PARTICIPANTS, SETTING, METHODS

Women with regular menstrual cycles (25–35 days) were voluntarily recruited for this study between February 2012 and December 2014. Serum β-hCG was measured before mifepristone intake. Mifepristone (50 mg) was administered orally 1 day before expected menstruation and 200 µg misoprostol was administered orally on the day of expected menstruation. Efficacy, disturbance in bleeding patterns in the treatment and post-treatment cycles, satisfaction with the treatment, and subsequent contraception preference were analysed.

MAIN RESULTS AND THE ROLE OF CHANCE

Retrospective analysis of serum β-hCG levels at admission indicated that 23.3% (158/678) of the women were pregnant. The success rate for pregnancy termination was 98.6% (136/138). Two women (1.5%, 2/138) had ongoing pregnancy that was subsequently terminated surgically. The overall bleeding induction rate within 7 days was 98.3% (639/650), with 100% (138/138) in pregnant participants and 97.9% (501/512) in non-pregnant participants. Most pregnant and non-pregnant participants experienced no significant menstrual disturbance during the treatment [96.3% (131/136) versus 97.6% (489/501)] or post-treatment [97.8% (133/136) versus 98.4% (493/501)] menstrual cycle. The general rate of satisfaction with the treatment was 96.7% (618/639). Generally, 36.0% (230/639) of participants preferred to use the regimen as a routine contraception method versus the 64.0% (409/639) who preferred to use it as a remedy for pregnancy prevention after unprotected sex (P < 0.001).

LIMITATIONS, REASONS FOR CAUTION

Study participants were recruited from a single region; further studies should include participants from multiple centres in different cities and nations. Given the uncertain efficacy of regimen reuse, the assessment of efficacy was based solely on the first treatment administration.
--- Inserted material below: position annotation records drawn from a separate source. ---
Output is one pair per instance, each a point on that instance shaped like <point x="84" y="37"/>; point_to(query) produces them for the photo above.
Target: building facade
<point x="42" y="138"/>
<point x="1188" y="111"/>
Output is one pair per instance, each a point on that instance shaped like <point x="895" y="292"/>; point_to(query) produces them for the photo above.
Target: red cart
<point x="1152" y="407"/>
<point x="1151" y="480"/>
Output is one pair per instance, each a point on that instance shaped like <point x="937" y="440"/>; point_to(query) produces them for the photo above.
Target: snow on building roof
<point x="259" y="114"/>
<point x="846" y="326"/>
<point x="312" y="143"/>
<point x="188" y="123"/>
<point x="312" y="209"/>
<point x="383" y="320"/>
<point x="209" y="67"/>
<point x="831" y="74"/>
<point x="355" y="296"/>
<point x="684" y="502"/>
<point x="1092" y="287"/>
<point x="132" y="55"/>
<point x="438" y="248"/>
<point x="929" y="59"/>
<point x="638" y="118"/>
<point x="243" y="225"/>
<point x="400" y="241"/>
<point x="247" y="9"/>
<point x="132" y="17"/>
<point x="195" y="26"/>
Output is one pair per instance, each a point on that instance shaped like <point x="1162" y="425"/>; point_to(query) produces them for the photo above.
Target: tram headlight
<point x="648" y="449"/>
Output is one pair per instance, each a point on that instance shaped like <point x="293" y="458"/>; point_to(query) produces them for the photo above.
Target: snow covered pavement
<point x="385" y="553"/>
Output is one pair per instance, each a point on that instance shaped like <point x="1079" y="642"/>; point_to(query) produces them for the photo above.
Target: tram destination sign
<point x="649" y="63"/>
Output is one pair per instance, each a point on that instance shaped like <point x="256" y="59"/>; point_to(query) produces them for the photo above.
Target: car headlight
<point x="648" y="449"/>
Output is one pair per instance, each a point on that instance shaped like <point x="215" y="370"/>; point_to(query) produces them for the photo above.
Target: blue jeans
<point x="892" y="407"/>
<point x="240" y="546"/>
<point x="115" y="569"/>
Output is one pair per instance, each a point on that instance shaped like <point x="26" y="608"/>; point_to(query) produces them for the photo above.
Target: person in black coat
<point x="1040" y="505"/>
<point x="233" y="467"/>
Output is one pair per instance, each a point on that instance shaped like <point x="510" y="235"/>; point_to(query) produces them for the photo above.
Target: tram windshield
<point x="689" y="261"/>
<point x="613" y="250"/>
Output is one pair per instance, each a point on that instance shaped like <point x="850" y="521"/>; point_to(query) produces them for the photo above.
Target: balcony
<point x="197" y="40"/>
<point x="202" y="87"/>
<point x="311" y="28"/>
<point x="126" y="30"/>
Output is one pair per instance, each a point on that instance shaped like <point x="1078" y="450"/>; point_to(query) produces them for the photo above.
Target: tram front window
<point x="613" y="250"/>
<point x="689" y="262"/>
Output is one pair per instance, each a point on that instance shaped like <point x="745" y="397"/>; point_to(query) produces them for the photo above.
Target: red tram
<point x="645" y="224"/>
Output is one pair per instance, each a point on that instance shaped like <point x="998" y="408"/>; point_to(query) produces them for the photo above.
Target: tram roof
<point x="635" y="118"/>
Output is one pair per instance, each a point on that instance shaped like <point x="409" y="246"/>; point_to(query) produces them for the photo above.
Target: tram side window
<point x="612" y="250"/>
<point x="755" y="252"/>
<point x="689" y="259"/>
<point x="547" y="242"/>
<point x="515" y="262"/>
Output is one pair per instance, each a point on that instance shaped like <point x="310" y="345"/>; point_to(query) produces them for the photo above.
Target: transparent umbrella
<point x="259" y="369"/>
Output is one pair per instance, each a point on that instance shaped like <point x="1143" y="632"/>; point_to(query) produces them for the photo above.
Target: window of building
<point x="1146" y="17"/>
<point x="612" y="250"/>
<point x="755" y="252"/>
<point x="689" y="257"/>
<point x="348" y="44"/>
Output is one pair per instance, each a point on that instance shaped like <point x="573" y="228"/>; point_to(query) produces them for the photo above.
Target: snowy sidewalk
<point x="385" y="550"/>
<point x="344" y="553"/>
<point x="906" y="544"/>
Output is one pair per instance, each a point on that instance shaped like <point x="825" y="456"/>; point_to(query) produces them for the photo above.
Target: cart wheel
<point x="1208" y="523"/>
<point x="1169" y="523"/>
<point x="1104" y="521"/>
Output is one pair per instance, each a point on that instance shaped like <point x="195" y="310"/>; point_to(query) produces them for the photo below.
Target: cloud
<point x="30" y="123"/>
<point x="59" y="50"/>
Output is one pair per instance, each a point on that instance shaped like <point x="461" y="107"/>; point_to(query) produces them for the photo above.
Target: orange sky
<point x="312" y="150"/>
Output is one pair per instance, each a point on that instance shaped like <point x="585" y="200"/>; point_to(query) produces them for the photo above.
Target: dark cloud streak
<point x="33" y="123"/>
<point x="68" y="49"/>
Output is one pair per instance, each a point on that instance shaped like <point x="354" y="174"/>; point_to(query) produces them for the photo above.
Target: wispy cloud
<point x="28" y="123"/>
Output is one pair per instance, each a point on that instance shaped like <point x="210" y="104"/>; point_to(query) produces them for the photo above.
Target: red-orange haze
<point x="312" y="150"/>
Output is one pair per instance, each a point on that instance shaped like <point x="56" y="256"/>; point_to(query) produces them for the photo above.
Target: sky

Studies with larger samples and long-term follow-up may provide more data on whether repeated use of this regimen hampers its efficacy.
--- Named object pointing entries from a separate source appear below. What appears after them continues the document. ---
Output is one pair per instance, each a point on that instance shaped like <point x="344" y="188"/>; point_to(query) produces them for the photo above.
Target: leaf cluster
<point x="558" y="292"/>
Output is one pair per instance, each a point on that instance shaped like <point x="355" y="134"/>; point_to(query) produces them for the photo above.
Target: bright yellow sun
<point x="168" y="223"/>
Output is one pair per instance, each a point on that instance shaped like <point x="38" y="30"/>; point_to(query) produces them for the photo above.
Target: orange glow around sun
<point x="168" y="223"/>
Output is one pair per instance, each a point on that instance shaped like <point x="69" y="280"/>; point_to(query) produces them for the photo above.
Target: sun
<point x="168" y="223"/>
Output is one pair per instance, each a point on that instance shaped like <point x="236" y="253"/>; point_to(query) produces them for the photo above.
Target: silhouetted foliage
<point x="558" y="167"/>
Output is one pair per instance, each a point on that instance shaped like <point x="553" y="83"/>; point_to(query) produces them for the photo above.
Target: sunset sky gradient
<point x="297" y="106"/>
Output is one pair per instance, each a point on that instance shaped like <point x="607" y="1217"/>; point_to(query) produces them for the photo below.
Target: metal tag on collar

WIDER IMPLICATIONS OF THE FINDINGS

Menstrual regulation with low-dose mifepristone and misoprostol at expected menstruation can be efficacious and highly acceptable to maintain or restore non-pregnant status, which may have potential for routine contraception.

STUDY FUNDING/COMPETING INTEREST(S)

Support for this research was provided by the Start-Up Fund for Talents of the Third Affiliated Hospital of Guangzhou Medical University (2012), the Prevention and Control of Major Obstetric Disease major collaborative innovation project of the Educational Bureau of Guangzhou City (medical and health grant no. 13xt04, 2013), and the Collaborative Innovation Centre for Prevention and Control of Major Obstetric Disease collaborative innovation platform of the educational and financial departments of Guangdong Province (regional development grant, 2014). The authors declare no potential conflict of interest with respect to the research, authorship, and/or publication of this article.